A teaching diploma and UPTET qualification are of little use until the government announces vacancies for posts, after which another exam called the Super-TET, instituted by the Adityanath government in 2017, has to be cleared.
The last time the Super-TET took place was in 2019, which was for vacancies announced in 2018. Since then, no new vacancies have been announced.
As of 2020, more than 1.40 lakh posts lay vacant in UP’s primary schools, according to data available with the state’s Basic Education Department. This number, according to a news report quoting officials, was in addition to the official vacancies, numbering 69,000, that the state government announced in 2018.
Appointments of teachers for even advertised vacancies have been sporadic at best over the last five years. The Adityanath government appointed 46,319 teachers against 68,500 vacancies in the 2018-2019 academic session, and the 69,000 vacancies announced in 2018 were filled in two different batches by the end of 2021. Some of these seats were the subject of a legal battle and student protests, but were cleared for appointments by the Supreme Court in May 2020.

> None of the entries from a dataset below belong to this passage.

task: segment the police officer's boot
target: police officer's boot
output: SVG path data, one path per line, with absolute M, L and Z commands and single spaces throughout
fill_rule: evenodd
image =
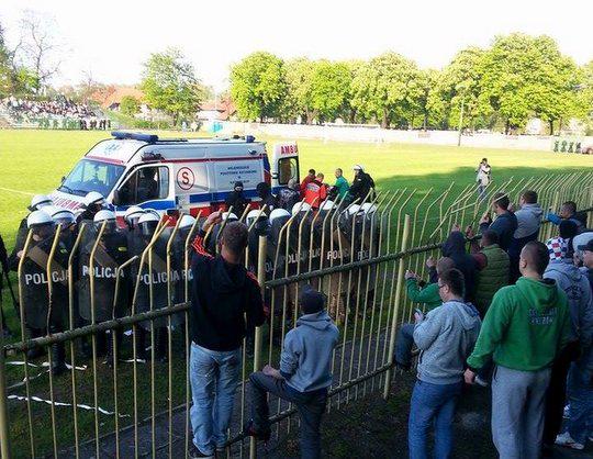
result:
M 116 349 L 113 346 L 113 337 L 115 337 L 115 340 L 118 342 Z M 118 359 L 118 361 L 120 360 L 120 344 L 121 343 L 122 343 L 121 331 L 112 329 L 107 338 L 107 355 L 105 355 L 105 360 L 104 360 L 104 363 L 109 365 L 111 368 L 113 368 L 113 361 L 114 361 L 113 358 L 114 358 L 115 350 L 116 350 L 115 358 Z
M 54 343 L 52 345 L 52 374 L 57 377 L 67 370 L 66 367 L 66 347 L 64 343 Z
M 42 328 L 29 328 L 29 335 L 31 336 L 31 339 L 34 339 L 34 338 L 38 338 L 41 336 L 44 335 L 43 333 L 43 329 Z M 42 347 L 34 347 L 32 349 L 29 349 L 26 351 L 26 358 L 27 359 L 36 359 L 37 357 L 41 357 L 43 356 L 44 354 L 44 348 Z
M 141 326 L 136 327 L 136 359 L 146 360 L 146 331 Z
M 169 359 L 168 355 L 168 334 L 167 328 L 158 327 L 155 336 L 155 358 L 161 362 L 166 363 Z

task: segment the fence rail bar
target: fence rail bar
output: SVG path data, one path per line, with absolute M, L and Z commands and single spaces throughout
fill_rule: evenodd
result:
M 4 346 L 4 352 L 26 352 L 30 349 L 45 347 L 55 343 L 69 342 L 82 336 L 94 335 L 108 329 L 116 329 L 126 325 L 135 325 L 144 321 L 149 321 L 167 315 L 172 315 L 178 312 L 189 311 L 190 303 L 179 303 L 171 307 L 163 307 L 143 313 L 136 313 L 125 317 L 113 318 L 111 321 L 100 322 L 98 324 L 86 325 L 80 328 L 69 329 L 66 332 L 56 333 L 54 335 L 43 336 L 41 338 L 27 339 L 25 342 L 13 343 Z

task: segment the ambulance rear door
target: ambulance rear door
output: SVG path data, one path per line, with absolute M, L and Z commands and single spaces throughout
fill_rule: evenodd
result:
M 273 146 L 271 164 L 271 186 L 276 193 L 288 184 L 291 179 L 300 183 L 299 178 L 299 146 L 296 142 L 284 142 Z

In December 2021, just weeks ahead of the UP assembly election, the Adityanath government announced 17,000 vacancies for the post of assistant teacher. But for the lakhs of aspirants in UP, it is likely to be too little too late.
“This government took so many years to fill the vacancies of 69,000 teachers announced by them in 2018. For three years no new vacancies were opened. Those who qualified as teachers were in lakhs, but the vacancies made available by the government were in thousands,” Divanath Mishra, an education researcher from UP, said.

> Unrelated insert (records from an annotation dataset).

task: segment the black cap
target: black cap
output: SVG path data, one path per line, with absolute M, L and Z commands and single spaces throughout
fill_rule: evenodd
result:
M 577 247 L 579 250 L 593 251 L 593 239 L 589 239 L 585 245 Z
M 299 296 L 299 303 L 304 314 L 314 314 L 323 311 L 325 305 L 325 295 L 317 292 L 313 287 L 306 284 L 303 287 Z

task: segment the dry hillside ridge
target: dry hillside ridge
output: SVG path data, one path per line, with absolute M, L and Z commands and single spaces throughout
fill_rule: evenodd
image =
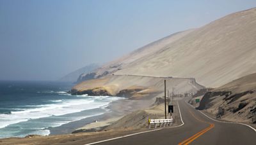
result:
M 197 109 L 225 120 L 256 123 L 256 73 L 207 92 Z
M 169 36 L 104 65 L 92 78 L 135 74 L 195 78 L 219 87 L 256 72 L 256 8 Z
M 133 75 L 111 75 L 87 80 L 74 86 L 72 94 L 112 95 L 138 99 L 150 96 L 163 96 L 164 80 L 167 89 L 175 88 L 180 93 L 196 92 L 204 87 L 193 78 L 151 77 Z

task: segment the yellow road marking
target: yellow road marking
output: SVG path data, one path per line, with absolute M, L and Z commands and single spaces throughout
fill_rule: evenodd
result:
M 197 120 L 198 121 L 200 121 L 200 122 L 203 122 L 203 123 L 207 123 L 208 124 L 210 125 L 210 126 L 200 132 L 198 132 L 198 133 L 195 134 L 195 135 L 193 135 L 193 136 L 190 137 L 189 138 L 188 138 L 188 139 L 182 141 L 182 142 L 179 143 L 179 145 L 182 145 L 182 144 L 189 144 L 189 143 L 191 143 L 191 142 L 193 142 L 194 140 L 195 140 L 196 139 L 197 139 L 198 137 L 199 137 L 200 136 L 201 136 L 202 135 L 203 135 L 204 133 L 208 132 L 209 130 L 211 130 L 211 128 L 214 127 L 214 124 L 213 123 L 211 123 L 209 122 L 206 122 L 204 121 L 202 121 L 201 120 L 199 120 L 198 118 L 197 118 L 196 116 L 195 116 L 194 114 L 193 114 L 192 112 L 191 112 L 189 111 L 189 113 L 192 114 L 192 116 L 196 118 L 196 120 Z

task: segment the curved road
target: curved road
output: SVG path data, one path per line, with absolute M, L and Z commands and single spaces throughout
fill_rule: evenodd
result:
M 140 134 L 97 144 L 255 144 L 256 132 L 248 127 L 210 120 L 179 101 L 184 124 L 179 127 Z

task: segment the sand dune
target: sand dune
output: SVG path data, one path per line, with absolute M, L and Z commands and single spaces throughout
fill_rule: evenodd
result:
M 256 72 L 256 8 L 178 32 L 104 66 L 97 75 L 195 78 L 218 87 Z
M 164 80 L 167 90 L 176 93 L 196 92 L 203 86 L 193 78 L 173 78 L 133 75 L 110 75 L 83 81 L 74 86 L 73 94 L 117 95 L 130 98 L 163 96 Z
M 255 93 L 254 73 L 206 93 L 198 109 L 225 120 L 256 123 Z

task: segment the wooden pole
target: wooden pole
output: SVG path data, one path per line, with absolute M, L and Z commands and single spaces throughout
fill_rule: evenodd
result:
M 166 119 L 166 80 L 164 79 L 164 113 L 165 119 Z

According to him, there is an acute shortage of teachers in schools, even as “over eight lakh qualified and eligible teachers have been waiting for a job at a government school for five years”.
Sanjeev Sinha, convenor of the State Collective for Right to Education, a coalition of civic society bodies in Uttar Pradesh, said that this situation did not bode well for primary education in the state.
“It’s sad that the state government has not opened any vacancies for the last three years. So many schools have just two or three teachers to teach all the subjects from classes 6-8. They do not even know half of the subjects. This is destroying the quality of our government schools,” Sinha said.
Sinha also expressed despair over the paradoxical situation where the demand for teachers and teaching jobs could never meet the supply.
“There has been a massive increase in the number of seats for the Diploma in Elementary Education (DELED) needed for UPTET. Lakhs of students are getting admission… but they are never able to get a job because there are no jobs,” Sinha said.
Many aspirants, therefore, are in perpetual limbo, like Sushil Rai who has cracked the exam many times and still hopes the job dice will roll in his favour, despite currently needing to make ends meet by taking jobs under the Mahatma Gandhi National Rural Employment Guarantee Act (MGNREGA).
“My mother sold off her last piece of jewellery to make me a graduate, and then for the coaching and studies for UPTET… but even after doing everything and clearing UPTET and Super-TET, I have no job,” Rai said. He was distraught after the question paper leak in November last year, but this January, he gave the UPTET yet again.
Pawanesh Kumar Yadav, another UPTET aspirant was going to give the exam in November too, but did not sit for it this year. The political science graduate who comes from a poor farming family in Jaunpur said he often thinks of suicide. “The government will be responsible for all the students who die because of unemployment… they are playing with the lives of lakhs of people,” he said.